Unlike last year, UV light wasn’t a limiting factor at the desiccation timing this autumn, says Jim Reid. “We applied diquat at T1 and followed by diquat plus carfentrazone at T2. The purpose of the T1 spray is to defoliate the leaves to expose the stems and some growers use a flail to achieve this. Personally, I’d never use a flail in a seed crop, partly because of blackleg and partly because of the shock it causes to the crop, occasionally resulting in vascular staining.”
Eric Anderson agrees that flailing isn’t a good option for the first three generations of seed (pre-basic) where there’s a nil tolerance for blackleg. Field generations 4, 5 and 6 have a small tolerance for blackleg and if flailed, he prefers to use diquat as a pre-treatment.
“Where diquat isn’t used as a pre-treatment then blackleg is frequently higher in subsequently planted tubers. Flailing will have got rid of nearly all the leaves, leaving the odd hanging leaf and stems so a follow up using 1 l/ha diquat plus 1 l/ha carfentrazone should be adequate to take off the last bit of leaf and deal with the stems,” he says.
Another interesting observation from their work has been that the choice of blight fungicide applied with the diquat appears to affect the amount of blackleg in the subsequent crop.
“We observed over the past two seasons that where Ranman Top (cyazofamid) is tank-mixed with diquat, there’s more blackleg in planted back seed than where Shirlan (fluazinam) is used.
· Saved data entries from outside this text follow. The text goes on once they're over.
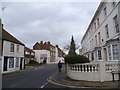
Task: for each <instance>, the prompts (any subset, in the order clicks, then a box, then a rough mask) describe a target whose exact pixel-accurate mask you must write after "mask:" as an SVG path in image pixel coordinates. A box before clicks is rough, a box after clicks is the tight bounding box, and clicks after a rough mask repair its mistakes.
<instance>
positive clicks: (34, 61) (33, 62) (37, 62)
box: [29, 60, 39, 64]
mask: <svg viewBox="0 0 120 90" xmlns="http://www.w3.org/2000/svg"><path fill="white" fill-rule="evenodd" d="M29 64H39V63H38V62H37V61H34V60H30V62H29Z"/></svg>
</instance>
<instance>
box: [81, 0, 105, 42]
mask: <svg viewBox="0 0 120 90" xmlns="http://www.w3.org/2000/svg"><path fill="white" fill-rule="evenodd" d="M105 3H106V2H104V0H102V1H101V2H100V4H99V6H98V7H97V10H96V12H95V14H94V15H93V18H92V20H91V22H90V24H89V25H88V28H87V30H86V32H85V34H84V36H83V38H82V40H81V43H82V42H83V39H84V38H85V36H86V34H87V32H88V30H89V28H90V27H91V25H92V23H93V22H94V20H95V19H96V17H97V14H98V13H99V12H100V9H101V7H102V6H103V4H105Z"/></svg>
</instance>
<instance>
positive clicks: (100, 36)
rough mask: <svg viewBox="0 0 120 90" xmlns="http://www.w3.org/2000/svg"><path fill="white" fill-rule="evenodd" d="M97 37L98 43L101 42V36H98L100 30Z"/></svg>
mask: <svg viewBox="0 0 120 90" xmlns="http://www.w3.org/2000/svg"><path fill="white" fill-rule="evenodd" d="M98 39H99V43H101V36H100V32H99V33H98Z"/></svg>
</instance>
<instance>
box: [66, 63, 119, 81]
mask: <svg viewBox="0 0 120 90" xmlns="http://www.w3.org/2000/svg"><path fill="white" fill-rule="evenodd" d="M118 70H120V63H118V62H104V61H100V62H91V63H85V64H67V75H68V76H69V77H70V78H72V79H76V80H87V81H101V82H102V81H112V79H113V78H112V73H111V72H112V71H118ZM115 80H119V75H118V74H116V75H115Z"/></svg>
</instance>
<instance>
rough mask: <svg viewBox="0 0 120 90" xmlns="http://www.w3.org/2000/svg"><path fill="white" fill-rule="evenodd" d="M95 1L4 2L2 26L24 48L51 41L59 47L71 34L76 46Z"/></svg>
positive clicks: (94, 6)
mask: <svg viewBox="0 0 120 90" xmlns="http://www.w3.org/2000/svg"><path fill="white" fill-rule="evenodd" d="M97 5H98V2H92V3H87V2H86V3H82V2H72V3H69V2H64V3H62V2H47V3H43V2H39V3H36V2H35V3H31V2H21V3H20V2H19V3H15V2H11V3H7V2H4V3H3V6H5V7H6V9H5V10H4V11H3V23H4V27H5V28H6V29H7V30H8V32H10V33H11V34H13V35H14V36H15V37H16V38H18V39H19V40H20V41H22V42H23V43H24V44H25V45H26V46H28V47H30V48H32V47H33V45H34V44H35V43H36V42H40V41H41V40H43V41H51V43H52V44H53V45H55V44H58V45H59V46H60V47H61V48H63V47H64V45H65V44H66V43H69V42H70V39H71V35H74V37H75V40H76V43H78V44H80V40H81V38H82V36H83V34H84V33H85V31H86V29H87V25H88V24H89V22H90V20H91V18H92V16H93V14H94V12H95V10H96V8H97Z"/></svg>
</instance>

It’s something we’re going to look closely at and suspect it has something to do with the wetting systems of the different blight sprays,” he reckons.
Another Aberdeenshire grower is approaching blackleg control in his pre-basic seed in a totally different way. With around 100ha of seed in his care, from first generation mini-tubers and the multiplying generations beyond, Jim Cruickshank sees it as his job to delay the build-up of disease which starts right from the first generation.
“Every haulm-disposal system has risks but in my mind, it has to be most efficient to completely remove the haulm. We’ve been pulling haulm by hand to try to assess whether this approach can work,” he explains.
With 3-4ha of first generation mini-tubers in the ground, his team of hand-pullers covered about 1ha of the more disease-prone varieties this year but the aim is to hand pull the haulm from all the first-generation seed next season.
“We’ve learned more this year because we had blackleg pressure early in the growing season. Where we’d hand pulled the haulm even the very sensitive varieties were clean,” he says. “It’s an observational conclusion but hand pulling does seem to stack up even though it’s expensive.”
At a cost of around £1500/ha for haulm pulling it’s not an option on a large scale, says Eric Anderson.
“But to put it into context, a first-generation seed grower will have about 50,000 mini-tubers in 1ha at a cost of 40-45 pence per tuber. That’s a lot of money invested. Hand pulling costs 3p per tuber planted, so if it minimises blackleg then it’s well worth doing.”